En República Dominicana nos enseñaron que progresar es sinónimo de aguantar.
Aguantar tapones.
Aguantar deudas.
Aguantar trabajos que no te llenan.
Aguantar porque “así es aquí”.

Y casi nadie se atreve a decirlo en voz alta: progresar en RD cansa.

Desde fuera parece una historia bonita. El que “echó pa’lante”, el que “se hizo solo”, el que ahora tiene carro, apartamento, viajes y fotos bonitas en redes. Pero detrás de esa narrativa hay algo que no se publica: el costo emocional, mental y físico de ese progreso.

Progresar aquí no es solo trabajar más.
Es pensar en impuestos todo el tiempo, vivir calculando, vivir corriendo.
Es crecer con la sensación constante de que si te detienes un mes, todo se tambalea.

El progreso que no descansa

A diferencia de otros países, en RD el progreso no viene con red de seguridad.
Aquí, si te enfermas, si un negocio falla, si un cliente grande se va, no hay colchón.
Por eso el dominicano que “progresa” rara vez duerme tranquilo.

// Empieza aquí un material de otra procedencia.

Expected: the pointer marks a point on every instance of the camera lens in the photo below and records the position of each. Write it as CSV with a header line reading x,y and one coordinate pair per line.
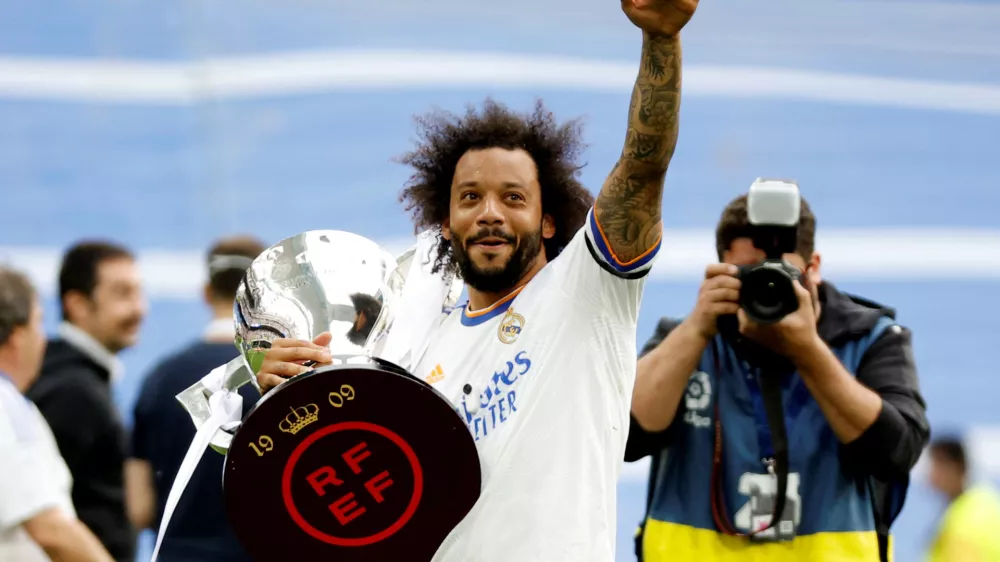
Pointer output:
x,y
768,294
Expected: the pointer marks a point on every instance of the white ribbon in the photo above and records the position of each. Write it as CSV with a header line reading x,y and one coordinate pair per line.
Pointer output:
x,y
225,407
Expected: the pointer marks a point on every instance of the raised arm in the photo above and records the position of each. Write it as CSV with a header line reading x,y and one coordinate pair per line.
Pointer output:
x,y
628,208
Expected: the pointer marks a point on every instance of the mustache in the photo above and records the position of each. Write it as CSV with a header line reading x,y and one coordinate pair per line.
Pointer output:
x,y
485,233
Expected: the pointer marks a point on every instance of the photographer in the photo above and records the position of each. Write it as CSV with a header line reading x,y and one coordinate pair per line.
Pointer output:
x,y
776,382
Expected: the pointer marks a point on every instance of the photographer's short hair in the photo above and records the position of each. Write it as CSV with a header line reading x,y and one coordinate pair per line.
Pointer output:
x,y
17,296
80,264
735,223
227,261
951,450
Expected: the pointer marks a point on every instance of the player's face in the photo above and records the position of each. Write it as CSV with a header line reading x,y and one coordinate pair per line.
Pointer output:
x,y
496,225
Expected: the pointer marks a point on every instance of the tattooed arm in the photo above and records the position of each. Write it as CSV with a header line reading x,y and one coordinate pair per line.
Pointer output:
x,y
629,205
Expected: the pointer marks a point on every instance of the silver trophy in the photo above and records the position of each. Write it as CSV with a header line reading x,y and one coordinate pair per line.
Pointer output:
x,y
324,281
379,311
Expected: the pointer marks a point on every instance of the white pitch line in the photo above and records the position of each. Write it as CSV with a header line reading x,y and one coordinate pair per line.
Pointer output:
x,y
312,72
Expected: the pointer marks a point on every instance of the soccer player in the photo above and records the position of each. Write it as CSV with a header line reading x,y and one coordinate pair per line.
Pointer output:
x,y
541,361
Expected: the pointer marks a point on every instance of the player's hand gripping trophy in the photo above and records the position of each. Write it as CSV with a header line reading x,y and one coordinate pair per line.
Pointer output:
x,y
353,458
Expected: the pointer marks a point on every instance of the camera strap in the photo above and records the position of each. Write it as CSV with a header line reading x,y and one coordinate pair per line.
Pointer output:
x,y
769,414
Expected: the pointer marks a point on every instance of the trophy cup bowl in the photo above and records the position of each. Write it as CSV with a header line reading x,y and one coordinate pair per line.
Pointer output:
x,y
357,460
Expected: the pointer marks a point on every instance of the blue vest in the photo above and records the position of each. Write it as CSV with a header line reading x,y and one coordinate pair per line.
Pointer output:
x,y
830,501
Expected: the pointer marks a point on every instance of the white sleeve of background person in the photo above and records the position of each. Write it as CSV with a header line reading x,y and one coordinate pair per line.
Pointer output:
x,y
30,471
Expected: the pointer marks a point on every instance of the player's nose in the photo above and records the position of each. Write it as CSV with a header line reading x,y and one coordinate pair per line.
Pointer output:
x,y
490,212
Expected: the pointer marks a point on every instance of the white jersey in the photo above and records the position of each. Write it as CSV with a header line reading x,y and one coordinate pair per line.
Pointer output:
x,y
33,475
544,381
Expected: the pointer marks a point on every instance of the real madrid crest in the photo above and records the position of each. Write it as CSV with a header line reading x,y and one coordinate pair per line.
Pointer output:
x,y
510,327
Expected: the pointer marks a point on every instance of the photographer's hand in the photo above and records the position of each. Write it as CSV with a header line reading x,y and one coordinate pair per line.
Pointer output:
x,y
849,407
719,295
794,335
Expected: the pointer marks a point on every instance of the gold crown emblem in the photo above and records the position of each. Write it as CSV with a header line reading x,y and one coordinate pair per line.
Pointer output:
x,y
299,418
510,327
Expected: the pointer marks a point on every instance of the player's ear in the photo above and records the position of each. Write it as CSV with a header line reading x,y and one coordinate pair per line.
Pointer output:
x,y
548,227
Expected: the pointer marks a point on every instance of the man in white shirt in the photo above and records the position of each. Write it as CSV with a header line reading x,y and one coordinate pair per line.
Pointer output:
x,y
37,519
541,361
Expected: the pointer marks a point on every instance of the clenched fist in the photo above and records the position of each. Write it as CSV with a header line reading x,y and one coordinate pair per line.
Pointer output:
x,y
665,17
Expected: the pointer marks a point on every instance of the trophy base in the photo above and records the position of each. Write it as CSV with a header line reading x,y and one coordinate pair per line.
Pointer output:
x,y
350,462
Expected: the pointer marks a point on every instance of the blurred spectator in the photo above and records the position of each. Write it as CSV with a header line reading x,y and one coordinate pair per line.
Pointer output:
x,y
199,528
970,527
37,519
102,308
721,404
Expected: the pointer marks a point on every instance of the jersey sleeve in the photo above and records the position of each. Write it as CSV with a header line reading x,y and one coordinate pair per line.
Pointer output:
x,y
589,269
23,494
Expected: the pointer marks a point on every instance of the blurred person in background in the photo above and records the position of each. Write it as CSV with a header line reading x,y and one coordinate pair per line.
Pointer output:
x,y
163,431
37,519
103,307
969,530
849,401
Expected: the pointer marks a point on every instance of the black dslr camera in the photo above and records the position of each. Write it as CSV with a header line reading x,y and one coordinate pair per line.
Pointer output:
x,y
768,291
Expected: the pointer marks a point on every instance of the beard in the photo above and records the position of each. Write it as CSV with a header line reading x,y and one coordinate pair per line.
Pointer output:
x,y
501,277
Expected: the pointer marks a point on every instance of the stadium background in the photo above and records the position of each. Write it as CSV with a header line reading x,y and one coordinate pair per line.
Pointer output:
x,y
167,124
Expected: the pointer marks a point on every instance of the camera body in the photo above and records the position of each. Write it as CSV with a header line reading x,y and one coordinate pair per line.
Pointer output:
x,y
768,291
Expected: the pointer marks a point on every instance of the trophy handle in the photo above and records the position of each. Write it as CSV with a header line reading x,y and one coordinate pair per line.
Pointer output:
x,y
196,399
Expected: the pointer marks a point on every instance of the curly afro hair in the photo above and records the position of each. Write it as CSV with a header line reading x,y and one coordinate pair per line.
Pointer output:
x,y
446,137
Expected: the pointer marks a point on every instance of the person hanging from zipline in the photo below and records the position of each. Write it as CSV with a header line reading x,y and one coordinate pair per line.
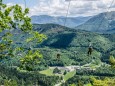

Vivimos en modo supervivencia premium:

• Mejores ingresos, pero más compromisos

• Más responsabilidades, menos tiempo

• Más estatus, menos paz

Y lo peor: normalizamos el agotamiento.

Si estás cansado, “es porque estás creciendo”.
Si estás estresado, “es porque vas bien”.
Si no paras nunca, “eso es mentalidad de tiburón”.

Pero nadie pregunta:
¿A qué precio?

El progreso que te aísla

Otra verdad incómoda: progresar en RD también te separa.

Te separa de amigos que ya no entienden tu ritmo.
Te separa de familiares que creen que “como tú ganas más, tú puedes más”.
Te separa incluso de ti mismo, porque ya no recuerdas cuándo fue la última vez que hiciste algo sin pensar en productividad.

El progreso aquí no siempre viene acompañado de comunidad.
Muchas veces viene con soledad silenciosa.

Y no porque seas arrogante, sino porque tu realidad cambió más rápido que el entorno.

El miedo a perderlo todo

Nadie lo dice, pero muchos viven progresando con miedo.
Miedo a bajar.
Miedo a volver atrás.
Miedo a “fallar” públicamente.

En RD el fracaso todavía se castiga socialmente.
Por eso hay gente rota por dentro sosteniendo una imagen por fuera.

Apartamentos que se pagan con ansiedad.
Negocios que funcionan pero drenan.
Éxitos que no se disfrutan.

Entonces… ¿vale la pena?

Sí.
Pero no como nos lo vendieron.

Progresar no debería ser una guerra permanente.
No debería costarte la salud, la familia ni la tranquilidad.
No debería convertirte en alguien que siempre está ocupado pero nunca presente.

Quizás el verdadero progreso en RD hoy no sea:

• ganar más

• tener más

• mostrar más

Sino:

• vivir mejor

• deber menos

• dormir tranquilo

Tal vez progresar de verdad sea elegir qué no estás dispuesto a sacrificar, aunque eso no se vea tan bonito en Instagram.

Porque al final, nadie te va a devolver el tiempo.
Y el progreso que te quita la vida… no es progreso, es desgaste.